When Man About A Horse’s Matt Thomas told us the River Bones Band was up for taking part in the 12 Days of Bluegrass, our first reaction was not “who?” That was our second reaction, after our joy at filling another of the 12 days.

Then we read a Facebook thread about what bands people wanted to see at DelFest. Somebody mentioned River Bones. That they were mentioned in that light told us something. Checking out their stuff on line told us even more. It was obvious that Matt had not led us astray.

In this version of Blue Christmas, the trio of mandolin player Brandon Warrick, guitarist Luke Wolfrom, and sultry vocals Hannah Taylor show off the band’s harmony, with Warrick and Wolfrom setting the mood with their background vocals.

Click here to go to the 12 Days of Bluegrass 2017 playlist

As an aside, most of you probably know Blue Christmas by the Elvis Presley version, which was released as a single in 1964, though Presley recorded it in 1957 on his Christmas album. Presley was just covering the song, though.

Written by Doye O’Dell in 1948, Blue Christmas was recorded by several artists, in several styles, before Elvis first sang it. Three people released it in 1949, including conutry star Ernet Tubb, whose version reached No. 1 on Billboard magazine’s Most-Played Juke Box (Country & Western) Records chart in January of 1950.

Taylor, well you can tell at first glance you are either going to love her or despise her. A performer with that hairdo is like a basketball player wearing 23 — you’d better be able to back that shit up. Taylor can, and does. Watching videos of the band with and without her, the difference is a cheesesteak from Phillip’s on Passyunk and one from Subway. The lady can sing.

Missing from the video are bass player Sean Dorn and fiddler Michael Durkin, the other two members of this Philly based band that has been flying under the radar, despite a busy schedule that has included touring the Philly area and what Wolfrom calls “regional coastal areas.” Their profile will increase this year when they hit the regional festival circuit. Thus far they are set to play Wilmington Wintergrass  and Some Kind of Jam 13 . They will head to Chicago, Warrick’s hometown, in May for some gigs and some time in the studio. The band is working on its first full length recording.

It is probably no coincidence that the band’s rising profile sort of coincides with the addition of Taylor to the lineup. The band met her this past summer around the Philly scene and she became what Wolfrom calls “a fixture in the band who has helped take things to the next level.”

In addition to her vocals, Taylor also left the band talk her into playing washboard. “She’s good at that too,” reports Wolfrom.
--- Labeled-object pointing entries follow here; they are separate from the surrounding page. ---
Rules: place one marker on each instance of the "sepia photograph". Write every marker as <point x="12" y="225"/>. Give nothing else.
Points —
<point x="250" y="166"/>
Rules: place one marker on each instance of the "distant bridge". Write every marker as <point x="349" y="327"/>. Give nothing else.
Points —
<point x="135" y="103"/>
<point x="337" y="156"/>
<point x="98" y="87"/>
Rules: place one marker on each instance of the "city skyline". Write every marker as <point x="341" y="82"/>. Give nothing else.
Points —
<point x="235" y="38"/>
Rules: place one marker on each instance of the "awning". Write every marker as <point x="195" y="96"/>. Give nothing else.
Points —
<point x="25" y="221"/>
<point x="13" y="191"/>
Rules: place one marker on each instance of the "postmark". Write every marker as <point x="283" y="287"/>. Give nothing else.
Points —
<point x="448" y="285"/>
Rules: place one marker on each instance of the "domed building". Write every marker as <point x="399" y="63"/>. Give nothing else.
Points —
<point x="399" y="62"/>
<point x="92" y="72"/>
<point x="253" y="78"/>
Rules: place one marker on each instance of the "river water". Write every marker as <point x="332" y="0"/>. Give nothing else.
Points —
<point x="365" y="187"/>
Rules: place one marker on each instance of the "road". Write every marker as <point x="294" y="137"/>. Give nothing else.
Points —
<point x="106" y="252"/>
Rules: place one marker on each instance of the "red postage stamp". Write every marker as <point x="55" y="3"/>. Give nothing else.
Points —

Taylor is the latest addition to the lineup, which began as a trio after Warrick and Wolfrom met at an open mic night at the Dawson Street Pub in Philly. They added Dorn, who slaps the upright, and began playing their high energy version of bluegrass, gypsy jazz, folk, and blues in bars and clubs around Philly.
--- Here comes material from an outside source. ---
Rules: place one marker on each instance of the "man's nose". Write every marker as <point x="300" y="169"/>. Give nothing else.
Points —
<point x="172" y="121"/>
“None of us were traditional players. We came from the rock and roll, country, and jazz worlds,” Wolfrom says. “But we but found a kindred spirit in bluegrass music and the community that surrounds it.”

You can catch them live next Thursday (Dec. 28) at the Bellefonte Cafe in Wilmington, Del. They’ll be at Philly’s Bourbon and Branch on January 27, which depending on what time they come on could be a great Infamous Stringdusters after party. February 16 you can catch them in the Lehigh Valley when they play Porter’s Pub in Easton.